Honestly.... I don't know or remember all of what I was ever vaccinated against, Or how long each vaccine lasts.
It's not like you get an annual ticket reminding you what your vaccines are or when they expire.

Every state I have been in has a little yellow booklet they give you to keep track of vaccinations - I think my wife has one with some sort of internation logo on it (WHO?). You are supposed to keep track in that booklet and keep it with your "important papers".

I just had a friend who might be the first case of diphtheria in the country this year. If you haven't had a DTP booster shot in the last ten years, maybe it is worth while doing so. Tetanus still kills a few people in the US every year.

The list isn't very long, and there is little danger in getting "overimunized" so if you don't know what you've been imunized against it isn't so tough to just get them all.

Comment Re:I don't get it (Score 1) 430

They can tweet on their own accounts. They don't have to respond to his. That Trump won't read them is perfectly fine, both legally and otherwise.

Isn't that a bit like saying "Your letter addressed to the president will not be delivered, but you are still allowed to write it and put it into the mailbox, or post it on your front door."?

I certainly understand that the POTUS is not required to read your letters, but certainly a policy of preventing the delivery of mail from certain US citizens does seem problematical.

Of course, there are fairly strong arguments that Twitter is not similar enough to the mail system for this to be an appropriate analogy, but there are also fairly strong arugments that it is similar enough. I guess that's what the courts are going to have to decide.

Comment Re:Nanny state socialism (Score 1) 410

It looks like it has not been passed:

I have always been a proponent of enacting legislation that creeps its way to the places I would like it to get: Maybe every two years increase the smoking age by one year. Every five or ten years add another statutory holiday. Every five years reduce the standard working week by an hour.

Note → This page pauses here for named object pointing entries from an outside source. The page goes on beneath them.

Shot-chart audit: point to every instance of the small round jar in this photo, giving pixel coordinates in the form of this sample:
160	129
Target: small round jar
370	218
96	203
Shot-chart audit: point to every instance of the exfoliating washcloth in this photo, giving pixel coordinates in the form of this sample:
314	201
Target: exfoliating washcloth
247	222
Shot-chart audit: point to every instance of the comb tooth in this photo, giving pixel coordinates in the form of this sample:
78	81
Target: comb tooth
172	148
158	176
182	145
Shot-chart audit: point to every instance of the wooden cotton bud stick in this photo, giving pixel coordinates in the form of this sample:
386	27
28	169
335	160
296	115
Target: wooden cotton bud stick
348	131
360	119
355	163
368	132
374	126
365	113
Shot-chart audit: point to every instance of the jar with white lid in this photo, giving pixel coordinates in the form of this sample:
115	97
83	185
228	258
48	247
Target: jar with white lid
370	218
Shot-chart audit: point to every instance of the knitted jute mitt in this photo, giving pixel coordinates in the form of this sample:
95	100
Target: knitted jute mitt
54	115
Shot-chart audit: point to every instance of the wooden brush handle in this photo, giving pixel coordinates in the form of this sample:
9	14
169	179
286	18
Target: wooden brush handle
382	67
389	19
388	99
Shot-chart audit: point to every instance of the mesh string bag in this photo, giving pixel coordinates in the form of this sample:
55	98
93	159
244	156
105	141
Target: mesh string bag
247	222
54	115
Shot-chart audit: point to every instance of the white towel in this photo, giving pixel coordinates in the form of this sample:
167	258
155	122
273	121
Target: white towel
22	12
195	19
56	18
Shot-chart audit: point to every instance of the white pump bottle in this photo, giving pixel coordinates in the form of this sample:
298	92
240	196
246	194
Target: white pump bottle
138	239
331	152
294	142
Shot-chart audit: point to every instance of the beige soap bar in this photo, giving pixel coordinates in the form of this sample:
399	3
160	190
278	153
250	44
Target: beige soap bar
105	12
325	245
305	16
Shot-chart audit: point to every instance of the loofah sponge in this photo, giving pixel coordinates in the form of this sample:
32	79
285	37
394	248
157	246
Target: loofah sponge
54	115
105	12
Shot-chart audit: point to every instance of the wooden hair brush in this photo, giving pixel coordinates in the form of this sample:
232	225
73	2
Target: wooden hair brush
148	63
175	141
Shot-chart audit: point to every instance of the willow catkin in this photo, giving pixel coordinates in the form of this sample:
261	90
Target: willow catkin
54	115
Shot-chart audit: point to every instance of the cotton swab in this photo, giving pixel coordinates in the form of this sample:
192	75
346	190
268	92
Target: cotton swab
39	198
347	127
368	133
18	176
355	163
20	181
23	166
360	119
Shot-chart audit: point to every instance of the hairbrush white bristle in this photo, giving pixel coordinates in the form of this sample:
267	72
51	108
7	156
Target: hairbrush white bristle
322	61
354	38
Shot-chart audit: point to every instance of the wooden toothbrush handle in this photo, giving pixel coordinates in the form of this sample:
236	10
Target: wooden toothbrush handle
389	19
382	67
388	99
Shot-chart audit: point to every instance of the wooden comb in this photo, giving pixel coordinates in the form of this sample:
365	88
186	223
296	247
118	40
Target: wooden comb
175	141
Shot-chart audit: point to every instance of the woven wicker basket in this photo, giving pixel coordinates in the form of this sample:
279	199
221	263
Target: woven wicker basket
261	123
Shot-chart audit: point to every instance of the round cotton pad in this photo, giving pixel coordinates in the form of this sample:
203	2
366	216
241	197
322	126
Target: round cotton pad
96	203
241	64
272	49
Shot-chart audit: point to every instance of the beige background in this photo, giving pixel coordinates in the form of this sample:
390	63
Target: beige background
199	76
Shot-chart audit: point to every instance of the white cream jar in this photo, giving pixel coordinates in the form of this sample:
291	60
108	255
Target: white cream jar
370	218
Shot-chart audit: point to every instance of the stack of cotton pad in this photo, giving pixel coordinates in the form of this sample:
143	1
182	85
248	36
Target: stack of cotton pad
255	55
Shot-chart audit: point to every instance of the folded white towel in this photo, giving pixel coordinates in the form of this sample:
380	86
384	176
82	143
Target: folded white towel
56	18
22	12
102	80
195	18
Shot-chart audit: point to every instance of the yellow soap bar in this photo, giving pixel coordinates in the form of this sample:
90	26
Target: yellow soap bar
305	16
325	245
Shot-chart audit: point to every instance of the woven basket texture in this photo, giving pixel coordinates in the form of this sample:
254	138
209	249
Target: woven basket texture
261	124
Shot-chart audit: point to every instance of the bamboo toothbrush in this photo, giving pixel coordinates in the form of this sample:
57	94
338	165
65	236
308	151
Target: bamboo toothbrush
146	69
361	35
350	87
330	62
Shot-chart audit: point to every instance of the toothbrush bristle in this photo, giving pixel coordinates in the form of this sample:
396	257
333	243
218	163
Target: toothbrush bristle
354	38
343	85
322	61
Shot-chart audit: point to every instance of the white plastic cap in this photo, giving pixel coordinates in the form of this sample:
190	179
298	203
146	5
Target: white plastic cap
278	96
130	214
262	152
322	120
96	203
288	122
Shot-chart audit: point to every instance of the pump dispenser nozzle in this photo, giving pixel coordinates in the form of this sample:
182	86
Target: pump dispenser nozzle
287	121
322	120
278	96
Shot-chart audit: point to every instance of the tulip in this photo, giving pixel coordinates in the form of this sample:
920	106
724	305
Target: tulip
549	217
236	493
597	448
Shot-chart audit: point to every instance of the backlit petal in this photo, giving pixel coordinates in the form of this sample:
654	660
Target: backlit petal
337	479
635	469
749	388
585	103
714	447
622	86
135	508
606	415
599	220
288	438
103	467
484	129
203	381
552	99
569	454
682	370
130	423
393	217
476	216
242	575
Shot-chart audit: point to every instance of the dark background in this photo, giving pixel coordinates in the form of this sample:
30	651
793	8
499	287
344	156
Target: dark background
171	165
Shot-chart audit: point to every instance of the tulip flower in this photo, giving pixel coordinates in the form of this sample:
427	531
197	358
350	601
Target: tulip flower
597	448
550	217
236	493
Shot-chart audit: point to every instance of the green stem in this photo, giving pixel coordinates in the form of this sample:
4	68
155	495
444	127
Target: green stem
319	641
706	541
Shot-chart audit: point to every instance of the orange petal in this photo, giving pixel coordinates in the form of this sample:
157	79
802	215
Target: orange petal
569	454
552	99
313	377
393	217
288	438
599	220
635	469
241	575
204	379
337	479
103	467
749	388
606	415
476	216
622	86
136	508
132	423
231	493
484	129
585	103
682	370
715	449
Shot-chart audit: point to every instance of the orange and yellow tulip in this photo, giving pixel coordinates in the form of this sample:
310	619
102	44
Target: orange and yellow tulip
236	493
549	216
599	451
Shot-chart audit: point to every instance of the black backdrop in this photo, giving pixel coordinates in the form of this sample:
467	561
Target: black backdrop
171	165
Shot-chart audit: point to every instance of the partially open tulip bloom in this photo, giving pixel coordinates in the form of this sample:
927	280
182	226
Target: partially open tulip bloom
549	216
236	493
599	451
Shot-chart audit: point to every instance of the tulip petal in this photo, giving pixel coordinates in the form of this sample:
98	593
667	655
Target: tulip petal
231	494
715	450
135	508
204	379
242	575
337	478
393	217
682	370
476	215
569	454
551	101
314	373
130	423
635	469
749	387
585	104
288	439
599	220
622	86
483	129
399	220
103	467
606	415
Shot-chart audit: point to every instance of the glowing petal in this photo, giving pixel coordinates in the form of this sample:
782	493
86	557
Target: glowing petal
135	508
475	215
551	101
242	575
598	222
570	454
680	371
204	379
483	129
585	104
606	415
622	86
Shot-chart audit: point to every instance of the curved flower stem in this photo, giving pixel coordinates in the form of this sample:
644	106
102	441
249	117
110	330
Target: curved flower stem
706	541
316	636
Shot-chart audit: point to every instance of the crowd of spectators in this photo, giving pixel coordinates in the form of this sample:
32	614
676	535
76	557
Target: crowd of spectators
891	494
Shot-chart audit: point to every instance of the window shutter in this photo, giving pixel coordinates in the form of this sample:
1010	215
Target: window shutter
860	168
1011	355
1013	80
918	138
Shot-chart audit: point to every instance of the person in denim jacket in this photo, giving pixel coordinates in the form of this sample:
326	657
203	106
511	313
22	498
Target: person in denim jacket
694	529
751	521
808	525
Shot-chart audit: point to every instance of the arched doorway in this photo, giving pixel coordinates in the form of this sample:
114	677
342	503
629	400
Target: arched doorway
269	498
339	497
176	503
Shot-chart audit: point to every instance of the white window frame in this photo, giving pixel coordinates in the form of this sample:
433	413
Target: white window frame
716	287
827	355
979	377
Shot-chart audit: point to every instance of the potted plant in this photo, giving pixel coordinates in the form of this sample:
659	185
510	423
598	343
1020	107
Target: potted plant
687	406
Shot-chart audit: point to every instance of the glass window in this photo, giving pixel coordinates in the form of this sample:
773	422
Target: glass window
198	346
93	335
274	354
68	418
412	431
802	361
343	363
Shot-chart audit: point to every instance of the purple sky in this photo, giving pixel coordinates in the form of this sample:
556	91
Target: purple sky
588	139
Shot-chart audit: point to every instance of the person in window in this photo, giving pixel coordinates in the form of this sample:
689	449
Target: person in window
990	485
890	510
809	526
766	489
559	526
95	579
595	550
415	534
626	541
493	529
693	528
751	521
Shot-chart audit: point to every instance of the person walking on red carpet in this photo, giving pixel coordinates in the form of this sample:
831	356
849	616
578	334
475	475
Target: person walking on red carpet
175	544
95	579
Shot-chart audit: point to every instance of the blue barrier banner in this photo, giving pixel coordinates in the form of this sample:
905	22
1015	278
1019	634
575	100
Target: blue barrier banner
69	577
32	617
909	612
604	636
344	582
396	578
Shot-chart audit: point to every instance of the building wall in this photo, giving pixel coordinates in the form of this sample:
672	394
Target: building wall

Similarly we should peg the minimum wage to be some fraction of the legislators' salary, or set a company's minimum salary to some fraction of the maximum compensation recieved by the executives.

Comment Re:Lawyer is a sleaze bag. (Score 1) 548

Nominal sizes are indeed standardized in the US and Canada, so this case is without merit.

I don't know. If, as alledged in the lawsuit, HD uses different dimensions online and in-store, and are inconsistent in their labeling of nonimal and actual dimensions, and in some cases in-store do not provide any indications what dimensions being advertised, it doesn't seem like a totally frivolous case.

The complain, which we have all read I am sure, goes into some detail about the size differences between "nominal" and "dressed" measurements, and makes what seems like a pretty reasonable case to me that since HD gives both measurements in some instances, they should give them in all instances. They should AT THE VERY LEAST indicate what the measurements they do state actually measure. If you are going to say that something is 2"x4"x6' as your ONLY indication of its size, then the plain meaning of 2"x4"x6' is not an unreasonable interpretation of the meaning.

Comment Re:This has to be a troll lawsuit (Score 1) 548

OK, so I went ahead and downloaded that lawsuit against Home Depot as linked above. It's actually somewhat interesting. The guy actually spends the first half of the lawsuit explaining "nominal" vs "dressed" lumber. He points out that Home Depot's online store will show you both dimensions for lumber if they are different, but that in their brick-and-mortar stores Home Depot gives you only one set of dimensions and doesn't tell you which one it is giving you. And then he shows that Home Depot sells a 4x4 piece of lumber from a brand that offers it in 3.5x3.5 and 4x4 sizes, but Home Depot doesn't tell you which one it is. You have to measure on your own or you wouldn't know.

Seems reasonable to require actual dimensions.